To my great surprise, I did not get into trouble over the fight. I expected to face some kind of disciplinary action, but none came. The day after the fight, I went and found the guy I’d beaten up so I could apologize to him. I walked into his cell and said, “Hey, what’s up, man?”
“Yeah man, what’s up?” he replied. Then before I could say a word, he said, “I want to say I’m sorry.”
“Nah man, that’s why I came down here to find ya,” I said. “I shouldn’t have taken it as far as I did. I had a lot of stuff done to me, which is why I ended up in here. I took all my frustration out on you. I’m sorry. I ain’t that type of guy. Man, if you’d just left me alone, we’d been cool, but when you didn’t, I took everything I was feeling inside out on you.”
“I’m sorry, man,” he said, “and I want you to know I don’t have no beef with you. I’m not gonna be trying to come back and sneak up on you, none of that. I’m gonna be straight up front with you from now on.”
“All right. I ain’t worried about it. You just be you around me and we’ll be fine. Hopefully we can get past this,” I said.
A couple of days later the guards came and told me to gather my things because I was
being transferred. The Milan processing center is directly across from a federal prison. Not everyone who goes through the processing center ends up at the Milan prison—a lot of them are sent to other places around the country. Me, I just had to pick up my stuff and walk through some gates to the prison next door. Of course they strip-searched me when I arrived, even though I was coming from a federal holding center.
The guy with whom I’d gotten into the fight was transferred at the same time. He ended up in a cell a couple of doors down from me. I learned his last name was Hernandez. I never knew his first name. We never got into another fight. The two of us started talking and became pretty good friends. He was one of the few guys I talked to in prison. Hernandez was a good artist, so a few months later I went to him with a request. Since I’d boxed growing up, I decided I’d like boxing gloves tattooed on my arm. He did it for me.
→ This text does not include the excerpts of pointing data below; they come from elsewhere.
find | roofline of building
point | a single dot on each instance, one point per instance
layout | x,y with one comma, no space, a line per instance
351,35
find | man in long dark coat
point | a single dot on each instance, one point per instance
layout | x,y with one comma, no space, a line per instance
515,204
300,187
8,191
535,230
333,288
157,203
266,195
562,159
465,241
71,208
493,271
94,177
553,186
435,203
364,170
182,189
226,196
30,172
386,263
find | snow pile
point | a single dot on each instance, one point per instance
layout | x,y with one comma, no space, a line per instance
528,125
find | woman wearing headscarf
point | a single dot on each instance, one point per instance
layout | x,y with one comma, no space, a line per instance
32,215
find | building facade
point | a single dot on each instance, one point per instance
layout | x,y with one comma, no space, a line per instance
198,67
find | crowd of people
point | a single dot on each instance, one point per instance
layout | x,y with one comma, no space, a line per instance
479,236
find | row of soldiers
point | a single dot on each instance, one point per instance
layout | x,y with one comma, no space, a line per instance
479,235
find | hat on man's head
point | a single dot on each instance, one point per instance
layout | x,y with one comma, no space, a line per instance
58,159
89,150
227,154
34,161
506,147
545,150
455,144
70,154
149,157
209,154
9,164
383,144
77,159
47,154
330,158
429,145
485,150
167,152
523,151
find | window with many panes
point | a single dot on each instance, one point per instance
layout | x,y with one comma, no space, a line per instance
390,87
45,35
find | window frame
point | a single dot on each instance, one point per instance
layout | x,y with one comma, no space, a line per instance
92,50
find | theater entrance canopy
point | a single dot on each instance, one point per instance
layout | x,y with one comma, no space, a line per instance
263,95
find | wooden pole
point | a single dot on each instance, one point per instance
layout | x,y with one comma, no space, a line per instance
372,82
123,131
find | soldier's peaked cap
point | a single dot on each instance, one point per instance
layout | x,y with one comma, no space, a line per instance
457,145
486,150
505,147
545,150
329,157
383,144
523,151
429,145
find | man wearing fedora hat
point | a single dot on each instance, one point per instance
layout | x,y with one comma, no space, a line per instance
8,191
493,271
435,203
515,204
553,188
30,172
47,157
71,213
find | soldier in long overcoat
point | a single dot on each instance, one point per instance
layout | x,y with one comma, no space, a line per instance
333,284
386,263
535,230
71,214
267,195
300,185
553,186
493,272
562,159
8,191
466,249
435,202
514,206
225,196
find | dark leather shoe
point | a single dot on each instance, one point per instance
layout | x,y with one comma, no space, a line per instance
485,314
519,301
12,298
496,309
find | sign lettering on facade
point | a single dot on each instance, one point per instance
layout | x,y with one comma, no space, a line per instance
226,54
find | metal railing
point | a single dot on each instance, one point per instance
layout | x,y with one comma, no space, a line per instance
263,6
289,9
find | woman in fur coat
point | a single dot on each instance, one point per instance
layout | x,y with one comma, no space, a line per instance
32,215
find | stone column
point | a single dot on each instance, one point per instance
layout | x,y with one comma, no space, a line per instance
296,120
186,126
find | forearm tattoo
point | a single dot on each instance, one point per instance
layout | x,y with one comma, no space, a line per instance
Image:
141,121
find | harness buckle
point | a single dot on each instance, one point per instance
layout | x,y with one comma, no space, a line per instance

Over the next few years the two of us got tight.
While I was in Milan, I also met a cousin I didn’t know I had. I’d seen this guy around the prison and he seemed okay. One day I heard him mention one of my cousins as his cousin. When I heard that I was like, “Whoa, what are you talking about? That’s my cousin.” The two of us started talking and found out we were related. (I have a really big family.) After that we looked out for each other.
My only other real friend in Milan was a guy named James, but everyone called him Jimmy. It turned out his case was exactly like mine, except he admitted to me he was guilty. He was mad, but mad that he’d been caught. Not only was he arrested with the exact same amount of crack I’d been charged with, but by coincidence he had the same name as the confidential informer Collins had used against me. The only difference between him and the informant was one had dark skin and one had light. When I heard his name, I was like, Oh my gosh, that can’t be true. But it was.